11/17 - A Taste of Home

We were exploring the new Seattle Art Museum sculpture garden and were suprised to find a taste of home. Inside the concrete building down on the corner of Broad and Eliot was a nurse log. Since this was the middle of the city, they had the nurse log on life support with all sorts of humidifiers and temperature controls. Most of the nurse logs we see tend to manage on their own, but downtown, they need a bit of help.

According to the docent, the original tree fell in the Tacoma area and was collected, along with lots of mosses and little undergrowth plants, to comprise the Neukom Nurselog exhibit. They did a nice job, though we aren't sure of what the museum people are going to do when the young trees growing from the old log start getting tall. We'd like to think that they'll have a fund drive and grow the building. Why not a taste of artificial rain forest in downtown Seattle?

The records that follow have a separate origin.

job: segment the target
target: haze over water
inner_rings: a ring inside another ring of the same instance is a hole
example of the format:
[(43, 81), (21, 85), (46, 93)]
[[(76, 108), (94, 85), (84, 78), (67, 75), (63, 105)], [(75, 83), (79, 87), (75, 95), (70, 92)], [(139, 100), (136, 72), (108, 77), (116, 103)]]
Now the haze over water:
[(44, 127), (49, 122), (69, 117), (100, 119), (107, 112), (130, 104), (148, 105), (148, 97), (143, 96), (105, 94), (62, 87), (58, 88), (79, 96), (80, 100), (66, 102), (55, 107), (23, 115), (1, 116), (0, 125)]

Keywords: seattle, art, science, tacoma

11/07 - Klahane Ridge Panorama

This has been an unusual autumn, with an early snow and an early thaw. We thought we had said goodbye to the high country a while back, but we've just stumbled down from Klahane Ridge and must report that the high country is still open.

The sky was gray and tinged with pink. The sun doesn't rise all that high this time of year. Still, the views were as spectacular as ever, with the Blue Glacier showing its color in the wintry light.